Prompt Programming for Large Language Models: Beyond the Few-Shot Paradigm

Paper · arXiv 2102.07350 · Published February 15, 2021
Prompts Prompting

“Prior to GPT-3, the standard approach to the evaluation and use of such models has involved fine- tuning on a portion of a task dataset [12]. GPT-3 achieved state-of-the-art performance on a wide variety of tasks without fine tuning, using only few-shot prompts, in which a small number of examples of solved tasks are provided as part of the input to the trained model. However, while the few-shot format was sufficient to reveal surprising performance on these tasks, we argue that prompting can be more effective than either fine-tuning or the few-shot format at extracting specific learned behaviors from self-supervised language models.

We argue that contrary to the common interpretation of the few-shot format implied by the title of the original GPT-3 paper [3], Language models are few-shot learners, GPT-3 is often not actually learning the task during run time from few-shot examples. Rather than instruction, the method’s primary function is task location in the model’s existing space of learned tasks. This is evidenced by the effectiveness of alternative prompts which, with no examples or instruction, can elicit comparable or superior performance to the few-shot format.
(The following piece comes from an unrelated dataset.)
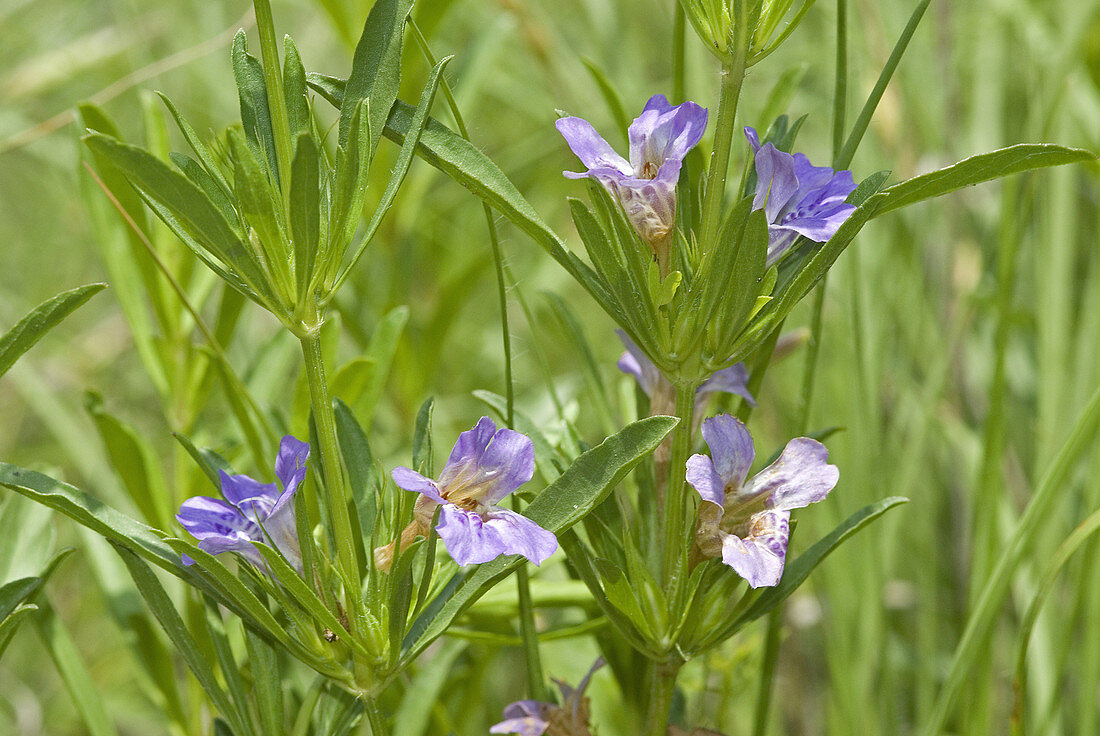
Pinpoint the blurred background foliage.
[0,0,1100,736]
This motivates new approaches which explicitly pursue the goal of task location. We propose exploring more general methods of prompt programming and specifically techniques for communicating task intention and structure to a self-supervised model in the modality it was trained: natural language.

The ground truth function that self-supervised language models are trained to approximate is, in great generality, is how humans write. Accordingly, to interact with and control a language model, we should consider doing so from the perspective of natural language as it is used by humans. With a few caveats, we want to find prompts which we would expect a human to complete in a way that accomplishes the desired task.
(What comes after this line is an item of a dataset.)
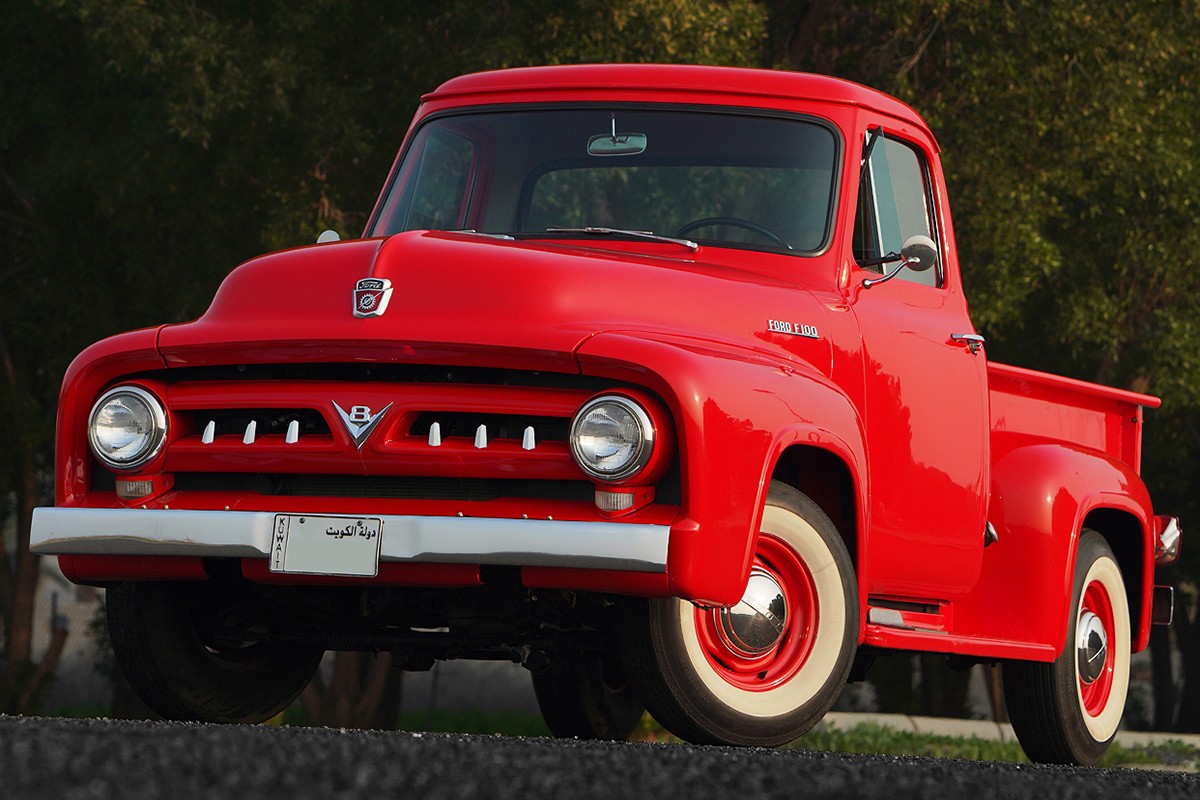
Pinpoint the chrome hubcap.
[1075,612,1109,684]
[715,566,787,658]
In this paper, we investigate the few-shot paradigm and find that its performance can be matched or exceeded by simple 0-shot prompts. We explore the nature of successful 0-shot prompts and propose general methods of prompt programming through the lens of natural language semiotics. We demonstrate novel prompts which force a language model to break a problem into components before producing a verdict, and we introduce the concept of meta prompt programming, an approach which offloads the job of writing a task-specific prompt to the language model itself. Finally, we discuss how these ideas can be incorporated into existing and future benchmarks to allow us to better probe the capabilities of large language models.”